The music had such an extraordinary force of reality that we realized, no longer by deduction, but by the impact on our hearts, that it could not have originated from nothingness, but could only have come to be through the power of the Truth that became real in the composer’s inspiration. Isn’t the same thing evident when we allow ourselves to be moved by the icon of the Trinity of Rublëv? In the art of the icons, as in the great Western paintings of the Romanesque and Gothic period, the experience described by Cabasilas, starting with interiority, is visibly portrayed and can be shared.

In a rich way Pavel Evdokimov has brought to light the interior pathway that an icon establishes.

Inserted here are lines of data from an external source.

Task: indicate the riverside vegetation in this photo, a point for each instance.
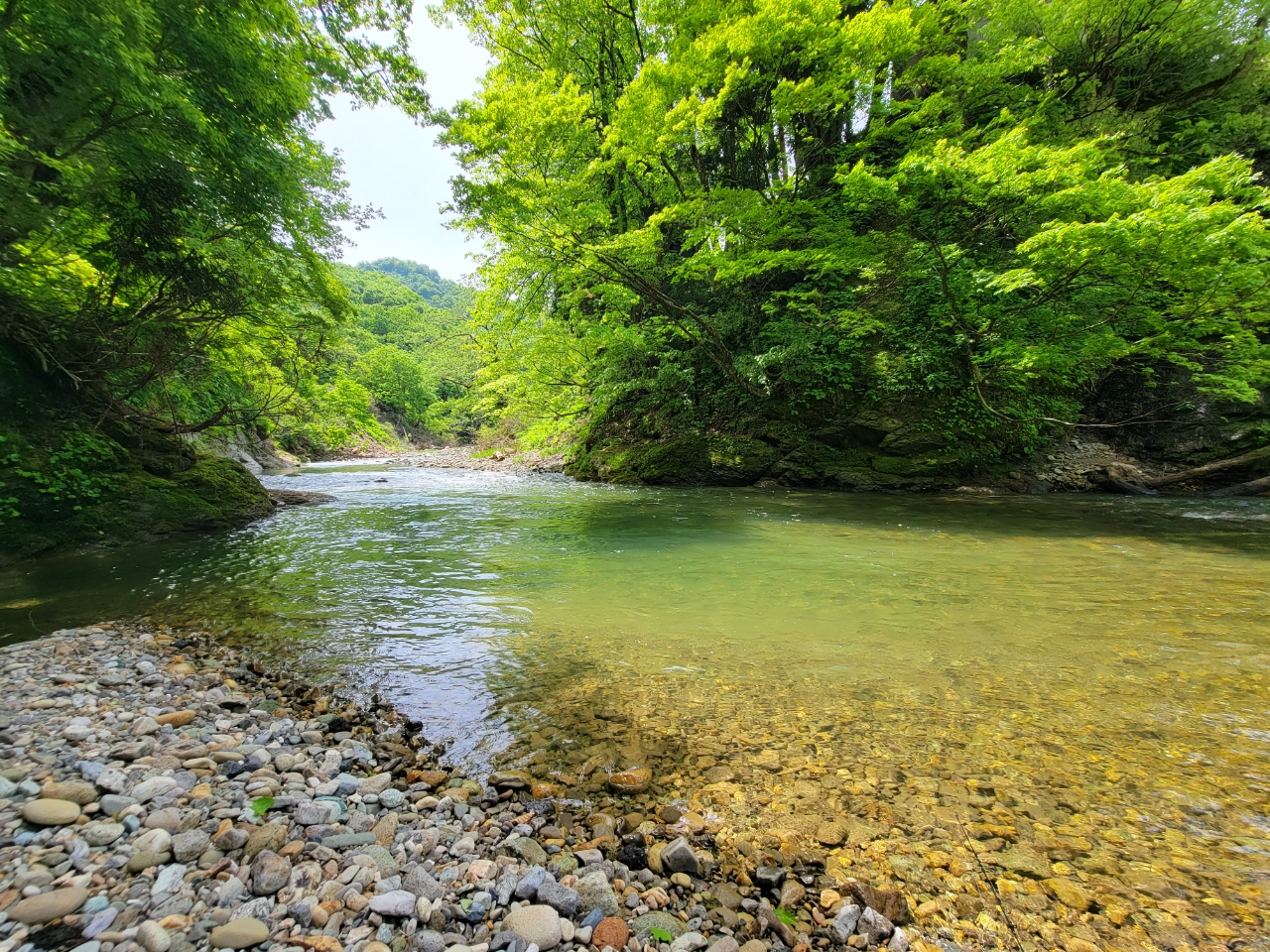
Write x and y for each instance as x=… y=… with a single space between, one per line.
x=889 y=245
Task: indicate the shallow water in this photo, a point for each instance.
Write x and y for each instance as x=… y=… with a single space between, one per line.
x=1088 y=676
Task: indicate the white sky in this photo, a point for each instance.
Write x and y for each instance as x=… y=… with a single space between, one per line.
x=395 y=167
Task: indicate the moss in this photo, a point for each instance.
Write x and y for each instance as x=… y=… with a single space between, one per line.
x=67 y=481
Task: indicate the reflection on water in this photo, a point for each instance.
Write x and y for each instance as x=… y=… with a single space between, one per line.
x=1083 y=676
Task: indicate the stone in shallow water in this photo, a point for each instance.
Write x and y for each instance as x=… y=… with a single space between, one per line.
x=630 y=780
x=529 y=851
x=679 y=856
x=1025 y=860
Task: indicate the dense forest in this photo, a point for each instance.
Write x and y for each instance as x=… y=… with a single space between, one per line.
x=873 y=245
x=870 y=244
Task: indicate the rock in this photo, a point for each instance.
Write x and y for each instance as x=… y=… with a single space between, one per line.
x=726 y=895
x=385 y=830
x=1026 y=861
x=421 y=884
x=153 y=937
x=536 y=924
x=240 y=933
x=792 y=893
x=679 y=856
x=112 y=779
x=312 y=814
x=630 y=780
x=429 y=941
x=1069 y=892
x=270 y=837
x=232 y=838
x=50 y=812
x=529 y=851
x=769 y=878
x=509 y=779
x=270 y=873
x=657 y=920
x=530 y=881
x=114 y=803
x=719 y=774
x=874 y=927
x=595 y=893
x=168 y=880
x=102 y=834
x=430 y=778
x=830 y=834
x=588 y=857
x=190 y=846
x=49 y=905
x=347 y=841
x=769 y=915
x=153 y=787
x=146 y=858
x=611 y=930
x=563 y=898
x=689 y=942
x=843 y=924
x=399 y=902
x=75 y=791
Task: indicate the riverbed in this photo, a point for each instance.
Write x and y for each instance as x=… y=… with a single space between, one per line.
x=1078 y=683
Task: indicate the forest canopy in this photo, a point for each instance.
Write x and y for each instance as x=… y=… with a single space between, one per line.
x=971 y=218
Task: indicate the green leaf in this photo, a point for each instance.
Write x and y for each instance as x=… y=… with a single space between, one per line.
x=261 y=805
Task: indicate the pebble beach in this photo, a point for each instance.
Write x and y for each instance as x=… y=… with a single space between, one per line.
x=163 y=792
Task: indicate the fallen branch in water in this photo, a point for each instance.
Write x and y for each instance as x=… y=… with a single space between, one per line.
x=1254 y=488
x=1207 y=468
x=992 y=884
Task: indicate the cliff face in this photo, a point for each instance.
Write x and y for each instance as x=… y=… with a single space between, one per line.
x=1130 y=436
x=68 y=477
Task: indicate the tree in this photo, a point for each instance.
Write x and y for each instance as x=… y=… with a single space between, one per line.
x=780 y=212
x=163 y=198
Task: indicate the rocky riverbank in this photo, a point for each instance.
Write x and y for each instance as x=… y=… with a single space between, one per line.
x=160 y=793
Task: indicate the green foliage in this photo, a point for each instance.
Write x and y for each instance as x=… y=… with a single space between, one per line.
x=968 y=214
x=166 y=211
x=399 y=362
x=261 y=805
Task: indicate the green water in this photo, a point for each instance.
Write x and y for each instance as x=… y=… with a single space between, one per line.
x=1097 y=667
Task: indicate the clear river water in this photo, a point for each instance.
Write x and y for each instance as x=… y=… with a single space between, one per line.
x=1086 y=678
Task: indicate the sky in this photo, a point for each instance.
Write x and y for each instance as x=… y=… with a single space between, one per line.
x=395 y=166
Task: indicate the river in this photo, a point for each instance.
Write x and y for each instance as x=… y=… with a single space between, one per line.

An icon does not simply reproduce what can be perceived by the senses, but rather it presupposes, as he says, “a fasting of sight.” Inner perception must free itself from the impression of the merely sensible, and in prayer and ascetical effort acquire a new and deeper capacity to see, to perform the passage from what is merely external to the profundity of reality, in such a way that the artist can see what the senses as such do not see, and what actually appears in what can be perceived: the splendor of the glory of God, the “glory of God shining on the face of Christ ” (2 Corinthians 4:6).

To admire the icons and the great masterpieces of Christian art in general, leads us on an inner way, a way of overcoming ourselves; thus in this purification of vision that is a purification of the heart, it reveals the beautiful to us, or at least a ray of it. In this way we are brought into contact with the power of the truth. I have often affirmed my conviction that the true apology of Christian faith, the most convincing demonstration of its truth against every denial, are the saints, and the beauty that the faith has generated. Today, for faith to grow, we must lead ourselves and the persons we meet to encounter the saints and to enter into contact with the Beautiful.

Beauty is all around. It is the language of the divine. Let him see who has eyes to see, and be changed by the sight. Let him who has ears to hear do likewise.

A blessed feast to you all, even those who do not observe.